My plan for the Nexist prototype is this: everything that comes into the
system is first scanned by an engine that breaks out all the words and word
phrases. Most of those may already exist, but the system keeps track of
their "occurrences" and those are later grist for a clustering mill that
makes contributions to the knowledge base itself -- theoretically speaking,
automatically. Users have an opportunity to "subscribe" to favored concepts
and thus find a notification of changes or additions waiting for them at
their PIM (personal info manager) page. With that, theoretically speaking
once again, there is no absolute need to read everything at once.

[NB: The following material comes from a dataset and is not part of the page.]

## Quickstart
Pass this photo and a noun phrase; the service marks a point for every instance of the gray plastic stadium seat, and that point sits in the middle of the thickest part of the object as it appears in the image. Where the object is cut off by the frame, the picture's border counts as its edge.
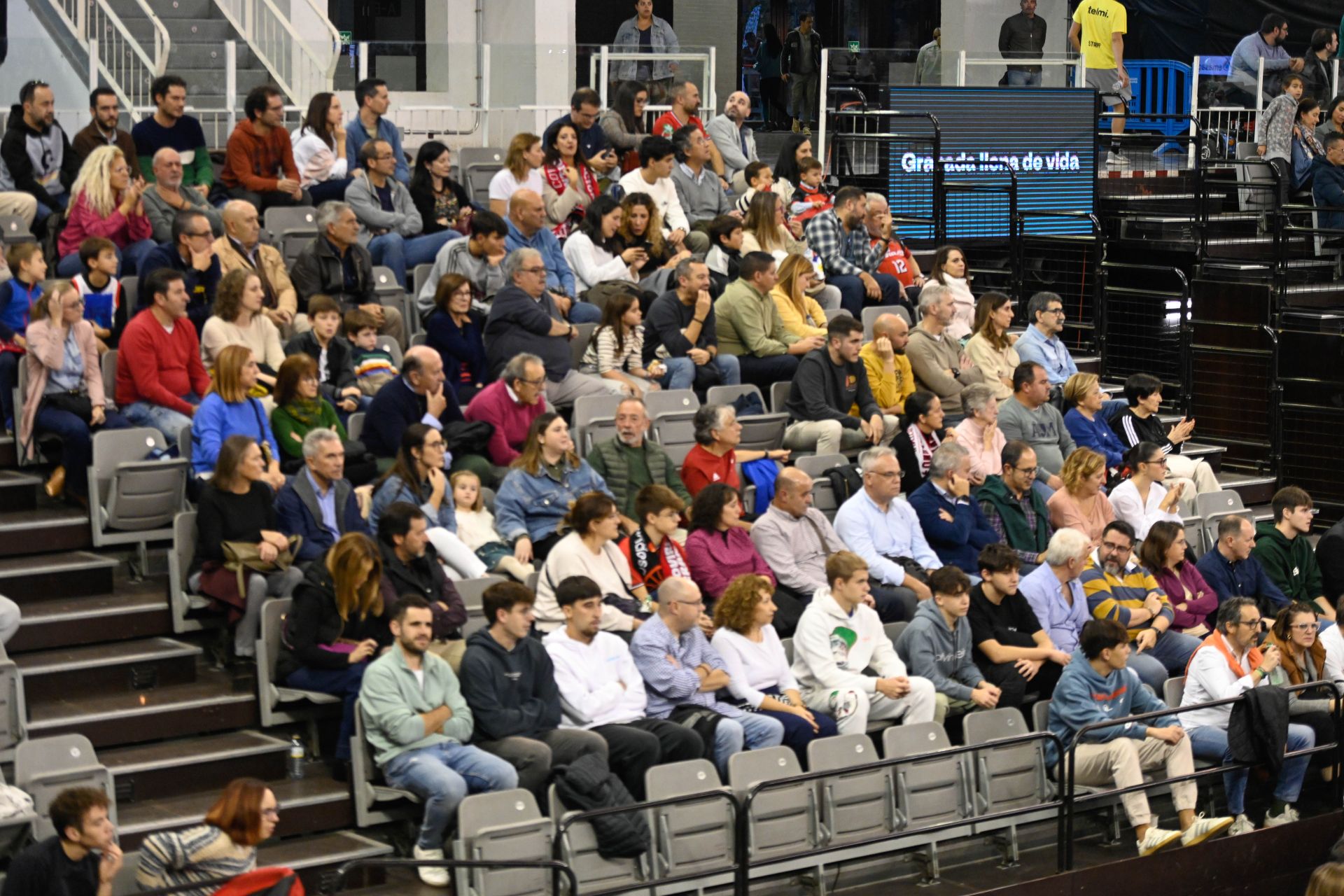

Neil Larson has a program called Thsar for ‘faceted thesaurus’ that does
this rather nicely.
Given a text, supply a list of noise or stop words, and then extract all
sequences of words that are non-noise as phrases. Admittedly that misses
some perfectly valid phrases, but the algorithm is simple.
The program then allows the list to be merged with an existing list and
relationships amongst the terms to be specified.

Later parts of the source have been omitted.